Note: if I do the .webm to .mp4 conversion described in https://stackoverflow.com/questions/18123376/webm-to-mp4-conversion-using-ffmpeg, manually setting the fps to 24, the resulting .pose file ends up with 24fps, and the .gif looks much more reasonable.
This is from 01Mv9aUuOQfLOlBYKffO.webm from the Sem-Lex dataset.
ffmpeg command used:
ffmpeg -fflags +genpts -i 01Mv9aUuOQfLOlBYKffO.webm -r 24 01Mv9aUuOQfLOlBYKffO.mp4
could you share a video file that fails (has 1000 fps)?
DM'ed you some samples from the Sem-Lex dataset
Here's an example file I was sent
The file is badly created. It has no duration, no fps, and the frames are not equally distributed.
Running
ffprobe -v error -select_streams v:0 -show_frames -show_entries frame=pts_time -of csv=p=0 01Mv9aUuOQfLOlBYKffO.webm
we get the frame times.
If we plot them, alongside a regression line, we see that they don't sit on the line
The pose-format library does not support arbitrary frame times.
Still, if we want to get the fps for these kind of videos, we can ask:
- if the video has no duration, and the fps is 1000 (by cv2), then
- run an estimation of the fps, such as:
ffprobe -v error -select_streams v:0 -show_frames -show_entries frame=pts_time -of csv=p=0 01Mv9aUuOQfLOlBYKffO.webm | awk 'NR > 1 { diff = $1 - prev; sum += diff; count++ } { prev = $1 } END { print "Assumed FPS:", 1 / (sum / count) }'
This results in: Assumed FPS: 30.1471
@cleong110 would you be interested in supporting this kind of case?
That's pretty cool detective work!
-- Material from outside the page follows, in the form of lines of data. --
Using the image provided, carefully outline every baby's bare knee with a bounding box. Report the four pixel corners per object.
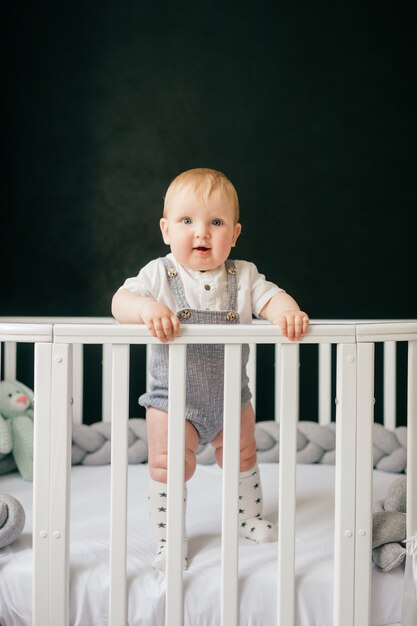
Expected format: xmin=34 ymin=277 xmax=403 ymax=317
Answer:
xmin=240 ymin=439 xmax=256 ymax=472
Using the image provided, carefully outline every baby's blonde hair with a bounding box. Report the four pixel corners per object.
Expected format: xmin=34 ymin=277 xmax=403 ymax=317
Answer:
xmin=164 ymin=167 xmax=239 ymax=223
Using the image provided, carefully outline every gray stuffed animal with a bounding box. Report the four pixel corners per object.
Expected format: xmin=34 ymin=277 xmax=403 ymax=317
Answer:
xmin=372 ymin=476 xmax=407 ymax=572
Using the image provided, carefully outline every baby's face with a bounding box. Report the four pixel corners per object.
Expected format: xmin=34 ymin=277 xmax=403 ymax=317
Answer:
xmin=160 ymin=188 xmax=241 ymax=271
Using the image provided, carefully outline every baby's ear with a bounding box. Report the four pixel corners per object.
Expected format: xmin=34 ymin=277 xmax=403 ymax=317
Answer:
xmin=159 ymin=217 xmax=170 ymax=245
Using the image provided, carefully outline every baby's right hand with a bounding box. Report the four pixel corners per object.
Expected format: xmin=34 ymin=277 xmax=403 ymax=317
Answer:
xmin=141 ymin=302 xmax=180 ymax=342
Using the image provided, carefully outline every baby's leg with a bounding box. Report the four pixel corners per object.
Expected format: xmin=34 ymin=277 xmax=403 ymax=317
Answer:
xmin=146 ymin=407 xmax=198 ymax=570
xmin=212 ymin=403 xmax=278 ymax=543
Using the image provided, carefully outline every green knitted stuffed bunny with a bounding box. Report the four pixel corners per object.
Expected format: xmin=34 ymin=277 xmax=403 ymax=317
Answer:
xmin=0 ymin=380 xmax=33 ymax=480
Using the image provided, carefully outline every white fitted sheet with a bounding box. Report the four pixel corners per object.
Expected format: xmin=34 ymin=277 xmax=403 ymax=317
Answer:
xmin=0 ymin=463 xmax=403 ymax=626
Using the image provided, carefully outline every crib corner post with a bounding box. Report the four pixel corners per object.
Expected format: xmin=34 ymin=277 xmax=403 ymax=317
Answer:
xmin=50 ymin=343 xmax=72 ymax=626
xmin=407 ymin=341 xmax=417 ymax=539
xmin=333 ymin=343 xmax=357 ymax=626
xmin=354 ymin=343 xmax=374 ymax=626
xmin=32 ymin=343 xmax=52 ymax=626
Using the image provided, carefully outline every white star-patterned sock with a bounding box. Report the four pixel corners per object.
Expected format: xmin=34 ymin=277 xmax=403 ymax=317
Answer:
xmin=239 ymin=465 xmax=278 ymax=543
xmin=148 ymin=480 xmax=188 ymax=570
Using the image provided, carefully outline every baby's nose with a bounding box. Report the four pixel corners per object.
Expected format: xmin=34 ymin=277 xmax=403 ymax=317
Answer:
xmin=195 ymin=224 xmax=209 ymax=239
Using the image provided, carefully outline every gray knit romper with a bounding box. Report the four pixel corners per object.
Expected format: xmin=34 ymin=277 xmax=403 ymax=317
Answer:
xmin=139 ymin=257 xmax=251 ymax=444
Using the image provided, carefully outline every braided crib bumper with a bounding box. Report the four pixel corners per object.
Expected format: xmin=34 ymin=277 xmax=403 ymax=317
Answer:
xmin=72 ymin=418 xmax=407 ymax=473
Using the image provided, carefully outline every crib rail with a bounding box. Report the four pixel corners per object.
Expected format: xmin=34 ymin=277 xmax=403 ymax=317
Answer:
xmin=0 ymin=318 xmax=417 ymax=626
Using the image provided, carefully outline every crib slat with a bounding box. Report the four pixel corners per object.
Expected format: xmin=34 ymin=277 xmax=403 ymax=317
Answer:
xmin=47 ymin=344 xmax=72 ymax=626
xmin=221 ymin=344 xmax=242 ymax=626
xmin=274 ymin=343 xmax=281 ymax=422
xmin=32 ymin=343 xmax=52 ymax=626
xmin=407 ymin=341 xmax=417 ymax=538
xmin=101 ymin=343 xmax=113 ymax=422
xmin=165 ymin=344 xmax=186 ymax=626
xmin=333 ymin=344 xmax=357 ymax=626
xmin=319 ymin=343 xmax=332 ymax=425
xmin=278 ymin=344 xmax=299 ymax=626
xmin=72 ymin=343 xmax=84 ymax=424
xmin=109 ymin=345 xmax=129 ymax=626
xmin=384 ymin=341 xmax=397 ymax=430
xmin=354 ymin=343 xmax=374 ymax=626
xmin=4 ymin=341 xmax=17 ymax=380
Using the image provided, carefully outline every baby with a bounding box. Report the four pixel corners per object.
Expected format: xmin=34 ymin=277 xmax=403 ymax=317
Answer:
xmin=112 ymin=168 xmax=309 ymax=569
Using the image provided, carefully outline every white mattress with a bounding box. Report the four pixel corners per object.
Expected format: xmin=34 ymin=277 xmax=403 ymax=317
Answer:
xmin=0 ymin=464 xmax=403 ymax=626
I thought that video looked weird. I think a large proportion of the videos in the Sem-Lex dataset have issues along these lines - when I ran the signclip embedding tool I was getting many, many errors that ultimately stemmed from the frame count being inflated.
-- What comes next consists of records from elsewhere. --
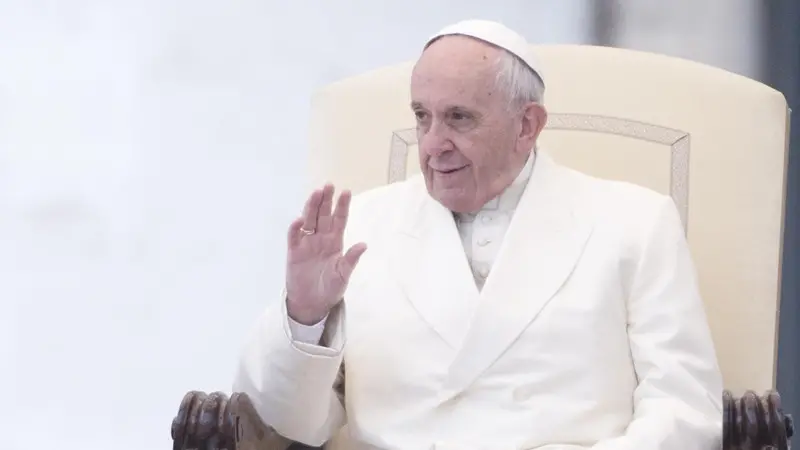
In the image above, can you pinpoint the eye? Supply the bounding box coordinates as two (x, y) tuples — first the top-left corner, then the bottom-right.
(450, 111), (472, 122)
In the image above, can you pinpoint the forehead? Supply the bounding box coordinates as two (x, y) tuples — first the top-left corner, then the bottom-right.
(411, 36), (500, 109)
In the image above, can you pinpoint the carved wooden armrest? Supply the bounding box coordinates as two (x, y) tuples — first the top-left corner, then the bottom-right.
(172, 391), (794, 450)
(171, 391), (315, 450)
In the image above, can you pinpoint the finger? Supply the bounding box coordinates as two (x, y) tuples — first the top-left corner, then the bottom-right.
(287, 217), (304, 248)
(338, 242), (367, 281)
(332, 190), (353, 232)
(303, 189), (322, 231)
(317, 183), (334, 231)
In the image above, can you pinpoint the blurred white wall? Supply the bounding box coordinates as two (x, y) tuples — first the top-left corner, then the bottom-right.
(602, 0), (763, 79)
(0, 0), (590, 450)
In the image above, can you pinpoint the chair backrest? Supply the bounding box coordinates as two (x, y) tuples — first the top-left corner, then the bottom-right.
(310, 45), (788, 392)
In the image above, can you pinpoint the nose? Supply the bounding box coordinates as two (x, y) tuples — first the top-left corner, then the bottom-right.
(418, 121), (455, 157)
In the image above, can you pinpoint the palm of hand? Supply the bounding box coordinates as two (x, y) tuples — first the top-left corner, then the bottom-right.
(286, 185), (366, 323)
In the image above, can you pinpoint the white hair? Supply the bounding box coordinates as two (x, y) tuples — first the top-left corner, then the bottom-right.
(497, 49), (544, 109)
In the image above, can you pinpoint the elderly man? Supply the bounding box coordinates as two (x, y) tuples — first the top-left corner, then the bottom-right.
(234, 21), (722, 450)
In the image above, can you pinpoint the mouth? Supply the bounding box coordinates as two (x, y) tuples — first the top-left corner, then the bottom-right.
(433, 166), (467, 175)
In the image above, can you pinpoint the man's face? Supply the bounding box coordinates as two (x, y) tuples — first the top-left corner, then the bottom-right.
(411, 36), (543, 212)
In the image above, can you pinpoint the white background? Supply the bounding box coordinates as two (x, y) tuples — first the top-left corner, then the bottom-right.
(0, 0), (589, 450)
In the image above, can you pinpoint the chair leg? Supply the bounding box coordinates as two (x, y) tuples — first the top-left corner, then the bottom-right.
(722, 391), (794, 450)
(171, 391), (794, 450)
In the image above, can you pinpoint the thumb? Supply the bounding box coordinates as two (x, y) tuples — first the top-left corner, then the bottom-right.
(339, 242), (367, 281)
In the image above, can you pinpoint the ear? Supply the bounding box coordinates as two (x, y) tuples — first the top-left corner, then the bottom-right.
(519, 102), (547, 148)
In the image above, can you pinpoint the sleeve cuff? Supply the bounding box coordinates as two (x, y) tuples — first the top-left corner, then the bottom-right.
(286, 314), (328, 345)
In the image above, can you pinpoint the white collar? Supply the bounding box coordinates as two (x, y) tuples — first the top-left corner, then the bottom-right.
(456, 149), (536, 222)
As for whether to support automatic estimation of fps, I think that from an end-user perspective, one of the following would be nice:
- It "just works" on various videos, including ones with issues. That would be ideal, but I don't know if it's realistic.
- It at least detects and warns about issues like this, and lets the user handle it.
Honestly I sort of lean towards 2. If the source file has issues, warning about them rather than silently passing the issue downstream seems best.